A good leader, as I have said, also must make tough decisions, but be caring.
Leadership requires fortitude. If a leader can’t rise to the hard, unpopular or difficult decisions, he or she cannot lead. At the same time, if a leader cannot show empathy or compassion when needed, he or she can’t be a good leader.
I have two other observations on the topic of leadership.
The first is that leadership looks different in different contexts.
Let me explain what I mean.
Some years ago, I was trekking with a small group on a mountain in New Zealand, when we met a man. We talked for a few hours while we tackled a long and arduous pass. It was one of those special encounters. Strangers, but with a genuine connection for that time.
We had actually met quite early in the climb. My group had already stopped, heaving to catch our breath and signalling for him to go around us so that he was not disadvantaged by our slow progress. He didn’t take us up on the offer, instead starting to walk with us, once we were able to start climbing again. His pace was steady. So was his tone. His conversation and manner were easy.
As we pushed on – SLOWLY – his chat and his quiet patience supported our group up the seemingly never-ending ascent.
That evening, staying in the same hut, he seemed surprised when he heard that we were a group of lawyers and judges. As he put it, he was pleasantly surprised that such community leaders would have given him all that time as we walked, as he was ‘only’ a labourer by occupation.
To me, the irrelevance of our respective jobs was so obvious. The truth was that he had led. We were grateful, and we had followed. We had literally, but also metaphorically, followed his lead.
I mention that random story as an illustration: as a reflection on how different people step up to lead – in different ways, at different times. And yet, we are often tied to the stereotype of a leader.
I think that such stereotyping is often seen in the course of schooldays.
Quite early, certain students are earmarked as leaders. They may have matured ahead of their peers or be fortunate to be gifted with an early and substantial amount of self-belief. They might stand out in their capacity within specific disciplines or co-curricular activities.
But the ‘real world’, beyond school, often sees things shaken up.

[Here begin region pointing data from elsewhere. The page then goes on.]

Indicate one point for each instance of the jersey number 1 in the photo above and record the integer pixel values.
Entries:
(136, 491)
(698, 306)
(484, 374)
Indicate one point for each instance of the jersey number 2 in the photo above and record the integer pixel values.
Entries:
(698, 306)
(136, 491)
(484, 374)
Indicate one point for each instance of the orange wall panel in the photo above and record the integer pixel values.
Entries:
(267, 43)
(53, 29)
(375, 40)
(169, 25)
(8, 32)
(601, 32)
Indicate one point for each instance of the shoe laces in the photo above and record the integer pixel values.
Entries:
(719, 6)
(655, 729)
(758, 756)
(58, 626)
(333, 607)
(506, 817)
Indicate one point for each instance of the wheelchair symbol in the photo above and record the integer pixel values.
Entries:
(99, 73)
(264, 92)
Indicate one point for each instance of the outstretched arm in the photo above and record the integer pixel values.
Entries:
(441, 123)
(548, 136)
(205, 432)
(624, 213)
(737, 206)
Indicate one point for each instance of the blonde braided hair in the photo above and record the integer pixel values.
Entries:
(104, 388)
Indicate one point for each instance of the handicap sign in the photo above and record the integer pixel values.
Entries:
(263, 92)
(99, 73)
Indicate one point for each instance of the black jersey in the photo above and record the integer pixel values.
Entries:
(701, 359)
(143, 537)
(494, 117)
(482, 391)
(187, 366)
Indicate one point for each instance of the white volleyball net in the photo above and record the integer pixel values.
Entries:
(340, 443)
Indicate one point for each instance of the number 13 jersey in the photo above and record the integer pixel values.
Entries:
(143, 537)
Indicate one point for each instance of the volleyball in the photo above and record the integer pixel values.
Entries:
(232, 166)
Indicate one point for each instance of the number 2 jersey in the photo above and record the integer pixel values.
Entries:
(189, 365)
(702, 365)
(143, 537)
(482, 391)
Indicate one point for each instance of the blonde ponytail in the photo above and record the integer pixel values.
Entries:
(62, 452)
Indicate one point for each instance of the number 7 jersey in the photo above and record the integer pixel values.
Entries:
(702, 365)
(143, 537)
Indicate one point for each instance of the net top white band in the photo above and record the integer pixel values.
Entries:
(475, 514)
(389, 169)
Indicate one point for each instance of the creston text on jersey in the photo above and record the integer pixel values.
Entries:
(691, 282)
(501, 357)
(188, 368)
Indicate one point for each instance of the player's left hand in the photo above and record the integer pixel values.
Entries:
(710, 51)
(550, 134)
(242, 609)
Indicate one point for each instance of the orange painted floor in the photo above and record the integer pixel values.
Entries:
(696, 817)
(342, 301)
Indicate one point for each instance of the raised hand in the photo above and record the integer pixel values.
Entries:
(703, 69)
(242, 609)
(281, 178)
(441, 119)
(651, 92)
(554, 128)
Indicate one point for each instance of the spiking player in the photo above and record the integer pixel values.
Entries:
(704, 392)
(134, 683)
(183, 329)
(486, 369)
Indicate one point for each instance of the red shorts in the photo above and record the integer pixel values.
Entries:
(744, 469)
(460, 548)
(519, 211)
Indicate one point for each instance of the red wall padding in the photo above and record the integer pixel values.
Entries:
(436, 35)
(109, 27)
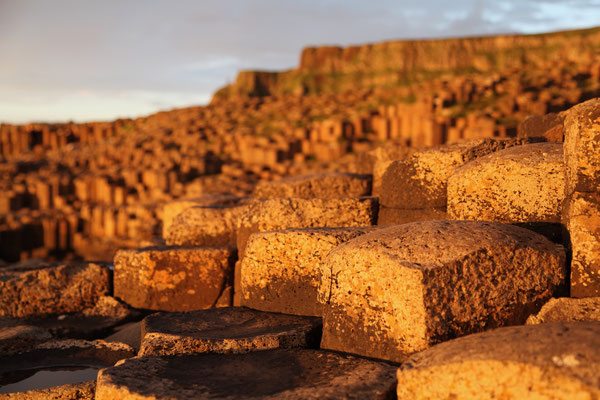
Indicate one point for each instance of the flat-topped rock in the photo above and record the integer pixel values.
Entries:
(226, 330)
(270, 374)
(582, 154)
(324, 185)
(52, 289)
(567, 309)
(276, 214)
(281, 270)
(173, 278)
(205, 226)
(547, 361)
(581, 216)
(521, 184)
(400, 289)
(172, 209)
(420, 181)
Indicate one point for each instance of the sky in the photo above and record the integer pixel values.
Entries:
(84, 60)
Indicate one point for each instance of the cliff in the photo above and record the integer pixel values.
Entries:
(396, 63)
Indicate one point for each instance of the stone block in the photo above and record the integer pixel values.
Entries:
(270, 374)
(205, 226)
(520, 184)
(401, 289)
(226, 330)
(547, 361)
(281, 270)
(173, 278)
(276, 214)
(51, 289)
(581, 216)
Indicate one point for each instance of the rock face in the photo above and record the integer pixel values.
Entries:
(173, 278)
(520, 184)
(205, 226)
(277, 214)
(326, 185)
(400, 289)
(567, 309)
(416, 187)
(281, 270)
(226, 330)
(550, 361)
(271, 374)
(49, 290)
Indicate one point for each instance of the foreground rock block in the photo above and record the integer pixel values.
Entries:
(548, 361)
(420, 181)
(270, 374)
(277, 214)
(582, 154)
(582, 219)
(325, 185)
(567, 309)
(520, 184)
(205, 226)
(173, 278)
(281, 270)
(398, 290)
(49, 290)
(226, 330)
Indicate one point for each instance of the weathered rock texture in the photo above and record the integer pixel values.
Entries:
(205, 226)
(400, 289)
(566, 309)
(520, 184)
(277, 214)
(48, 290)
(226, 330)
(173, 278)
(281, 270)
(271, 374)
(326, 185)
(547, 361)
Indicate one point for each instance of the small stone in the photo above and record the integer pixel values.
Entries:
(520, 184)
(270, 374)
(567, 309)
(173, 278)
(226, 330)
(548, 361)
(281, 270)
(325, 185)
(401, 289)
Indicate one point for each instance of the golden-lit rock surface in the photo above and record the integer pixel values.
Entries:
(548, 361)
(173, 278)
(281, 270)
(226, 330)
(398, 290)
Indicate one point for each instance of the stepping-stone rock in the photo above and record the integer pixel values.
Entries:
(567, 309)
(325, 185)
(226, 330)
(520, 184)
(172, 209)
(581, 216)
(173, 278)
(269, 374)
(281, 270)
(398, 216)
(276, 214)
(420, 181)
(547, 361)
(400, 289)
(205, 226)
(582, 153)
(52, 289)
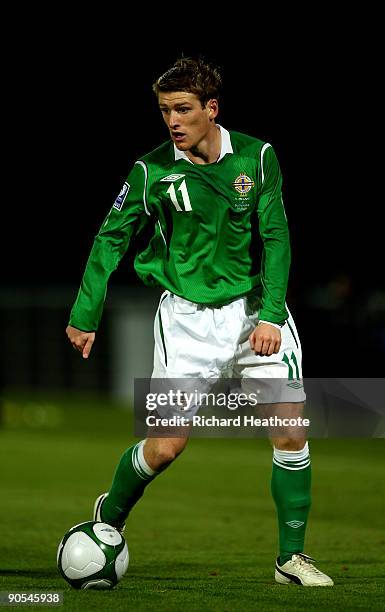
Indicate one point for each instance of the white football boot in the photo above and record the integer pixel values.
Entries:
(98, 512)
(300, 571)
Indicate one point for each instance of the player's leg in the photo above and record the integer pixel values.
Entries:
(279, 378)
(138, 466)
(291, 481)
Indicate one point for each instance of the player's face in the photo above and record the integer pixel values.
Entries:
(188, 123)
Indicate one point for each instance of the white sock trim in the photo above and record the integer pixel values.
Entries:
(292, 460)
(142, 462)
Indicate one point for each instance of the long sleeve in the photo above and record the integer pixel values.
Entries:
(127, 217)
(274, 232)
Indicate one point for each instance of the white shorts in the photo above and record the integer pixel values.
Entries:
(200, 342)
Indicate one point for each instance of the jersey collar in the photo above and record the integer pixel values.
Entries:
(225, 147)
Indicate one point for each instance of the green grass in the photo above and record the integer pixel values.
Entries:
(204, 535)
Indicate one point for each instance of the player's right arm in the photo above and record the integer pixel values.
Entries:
(127, 216)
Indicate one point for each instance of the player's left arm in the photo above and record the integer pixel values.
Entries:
(276, 256)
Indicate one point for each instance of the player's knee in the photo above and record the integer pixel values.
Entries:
(163, 452)
(294, 443)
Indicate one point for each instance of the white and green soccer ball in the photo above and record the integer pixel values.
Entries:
(92, 555)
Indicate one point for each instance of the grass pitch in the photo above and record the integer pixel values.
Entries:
(204, 535)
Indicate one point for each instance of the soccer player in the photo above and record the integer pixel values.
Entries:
(220, 249)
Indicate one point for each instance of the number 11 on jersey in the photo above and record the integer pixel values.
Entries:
(186, 198)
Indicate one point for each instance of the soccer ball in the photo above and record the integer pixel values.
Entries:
(92, 555)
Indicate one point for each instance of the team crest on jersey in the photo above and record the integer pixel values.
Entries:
(121, 197)
(243, 184)
(171, 178)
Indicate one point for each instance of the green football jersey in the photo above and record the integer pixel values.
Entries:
(219, 230)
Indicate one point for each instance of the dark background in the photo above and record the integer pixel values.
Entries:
(82, 111)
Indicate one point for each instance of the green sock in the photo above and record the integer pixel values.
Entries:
(290, 486)
(132, 476)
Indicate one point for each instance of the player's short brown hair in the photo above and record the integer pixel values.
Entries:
(192, 75)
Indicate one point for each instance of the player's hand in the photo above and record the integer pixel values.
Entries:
(265, 339)
(81, 341)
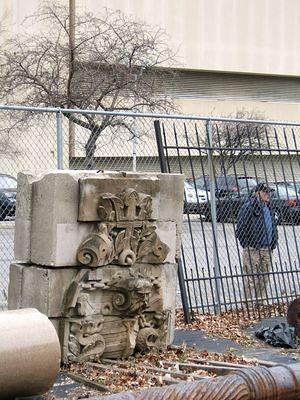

Watch with interest in the future. You are likely to see some amongst you who never led while at school, but have since found their context and their confidence to do so.
And so for my last observation on the topic. It’s about curiosity and learning.
Former US President, John F. Kennedy, once said that leadership and learning are indispensable to each other. I agree, and would add that curiosity and a continuing interest in learning are great tools in the armoury of any leader. As in all other aspects of life, being open to learning more, generally makes you better and better at what you do.
All this leads me to sharing a few thoughts about voice.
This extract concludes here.